Overcast and bitter cold. A Carolina wren comes out from under the house and rummages in the dry leaves behind the oil tanks.
Bright sun, bone-chilling wind. The hillside has lost its white blanket, which makes it feel even colder. The clouds are again worlds apart.
Snow fine as fingerprint powder; it’s almost zero. Two cardinals and a jay in the crabapple tree wait their turn to drink from the spring.
Through my thick hat I can hear wind hissing in the pines, the moan of an amorous squirrel, a tree popping from the cold—loud as a gunshot.

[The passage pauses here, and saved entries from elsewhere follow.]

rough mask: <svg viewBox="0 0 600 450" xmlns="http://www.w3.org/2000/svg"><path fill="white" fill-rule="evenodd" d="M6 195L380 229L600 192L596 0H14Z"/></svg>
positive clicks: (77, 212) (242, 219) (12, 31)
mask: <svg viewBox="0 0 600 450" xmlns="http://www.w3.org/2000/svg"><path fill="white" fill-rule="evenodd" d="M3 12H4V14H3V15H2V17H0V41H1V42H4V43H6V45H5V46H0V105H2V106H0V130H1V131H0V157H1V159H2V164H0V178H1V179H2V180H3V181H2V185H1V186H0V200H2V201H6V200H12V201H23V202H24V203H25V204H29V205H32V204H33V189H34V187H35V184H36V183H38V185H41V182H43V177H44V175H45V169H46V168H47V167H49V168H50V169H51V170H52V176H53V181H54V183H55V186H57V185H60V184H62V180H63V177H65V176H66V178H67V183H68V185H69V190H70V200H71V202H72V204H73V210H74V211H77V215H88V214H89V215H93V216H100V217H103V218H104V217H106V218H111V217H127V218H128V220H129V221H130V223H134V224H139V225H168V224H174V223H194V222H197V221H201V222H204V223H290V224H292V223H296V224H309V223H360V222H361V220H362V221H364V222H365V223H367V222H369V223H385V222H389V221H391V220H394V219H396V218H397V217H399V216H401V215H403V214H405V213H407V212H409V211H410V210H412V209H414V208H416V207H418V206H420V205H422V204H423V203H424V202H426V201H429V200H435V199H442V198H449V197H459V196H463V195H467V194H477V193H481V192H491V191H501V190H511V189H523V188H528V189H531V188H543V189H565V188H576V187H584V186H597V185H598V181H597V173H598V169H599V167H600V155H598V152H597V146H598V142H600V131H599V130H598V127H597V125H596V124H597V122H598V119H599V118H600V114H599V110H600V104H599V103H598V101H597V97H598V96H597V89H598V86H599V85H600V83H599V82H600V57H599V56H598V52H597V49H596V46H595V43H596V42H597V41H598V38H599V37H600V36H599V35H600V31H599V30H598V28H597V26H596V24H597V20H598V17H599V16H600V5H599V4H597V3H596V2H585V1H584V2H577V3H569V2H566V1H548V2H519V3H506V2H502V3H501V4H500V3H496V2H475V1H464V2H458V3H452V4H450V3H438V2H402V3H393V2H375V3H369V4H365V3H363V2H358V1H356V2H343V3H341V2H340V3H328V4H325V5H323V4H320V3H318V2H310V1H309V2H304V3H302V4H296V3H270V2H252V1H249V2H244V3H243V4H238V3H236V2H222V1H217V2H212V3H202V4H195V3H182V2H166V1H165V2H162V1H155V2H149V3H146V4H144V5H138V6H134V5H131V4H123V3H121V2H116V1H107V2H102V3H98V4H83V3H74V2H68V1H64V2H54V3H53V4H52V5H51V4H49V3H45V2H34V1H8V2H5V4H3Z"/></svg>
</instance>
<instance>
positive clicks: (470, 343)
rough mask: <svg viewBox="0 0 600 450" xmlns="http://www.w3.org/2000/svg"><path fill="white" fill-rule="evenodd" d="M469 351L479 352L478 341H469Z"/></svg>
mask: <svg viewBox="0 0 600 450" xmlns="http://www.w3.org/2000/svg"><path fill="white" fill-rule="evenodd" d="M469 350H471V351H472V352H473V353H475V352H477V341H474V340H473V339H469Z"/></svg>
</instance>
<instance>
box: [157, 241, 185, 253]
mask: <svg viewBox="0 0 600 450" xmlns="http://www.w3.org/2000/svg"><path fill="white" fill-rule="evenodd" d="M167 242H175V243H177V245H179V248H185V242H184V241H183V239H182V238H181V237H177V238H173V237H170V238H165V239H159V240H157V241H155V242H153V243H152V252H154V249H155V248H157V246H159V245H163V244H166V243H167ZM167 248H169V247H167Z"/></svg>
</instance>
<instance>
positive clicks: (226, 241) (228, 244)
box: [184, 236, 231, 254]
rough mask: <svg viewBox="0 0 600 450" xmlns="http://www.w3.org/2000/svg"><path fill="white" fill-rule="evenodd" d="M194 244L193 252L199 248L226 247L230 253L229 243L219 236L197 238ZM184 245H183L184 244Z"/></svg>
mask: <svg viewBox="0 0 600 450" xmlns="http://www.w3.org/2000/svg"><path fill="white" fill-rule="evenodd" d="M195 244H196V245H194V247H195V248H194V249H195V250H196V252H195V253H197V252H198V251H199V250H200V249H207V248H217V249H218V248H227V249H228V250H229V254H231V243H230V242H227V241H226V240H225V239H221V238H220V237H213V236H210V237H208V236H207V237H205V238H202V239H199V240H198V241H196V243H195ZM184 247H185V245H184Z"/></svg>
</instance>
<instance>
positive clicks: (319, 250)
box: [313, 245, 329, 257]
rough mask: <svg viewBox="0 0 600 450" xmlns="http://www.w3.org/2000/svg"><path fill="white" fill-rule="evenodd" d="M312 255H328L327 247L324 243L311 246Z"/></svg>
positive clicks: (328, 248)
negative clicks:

Take one polar vortex. Add westerly winds, seasoned lightly with snow. Stir in some birds and trees. Heat with a star 93 million miles away.
The wind has died; it’s zero. Through my balaclava and hood I can hear the excited chirps of juncos on the plowed road foraging for grit.
Storm past, the temperature is plunging, just as they predicted. The new icicles aren’t even done dripping. They sway in the bitter wind.
The thermometer’s arrow nudges past 32 in the sun, but the wind’s still cold, and the damp soil at the woods’ edge glitters with needle ice.
Cold deep as the sky’s blue, but the creek still sings its thaw song. Each dead grass clump is a Mecca for the fragmentary trails of birds.
An icy wind; the ground has regained its white quilt. It’s as if the thaw never happened—except for the odd leaf skittering across the snow.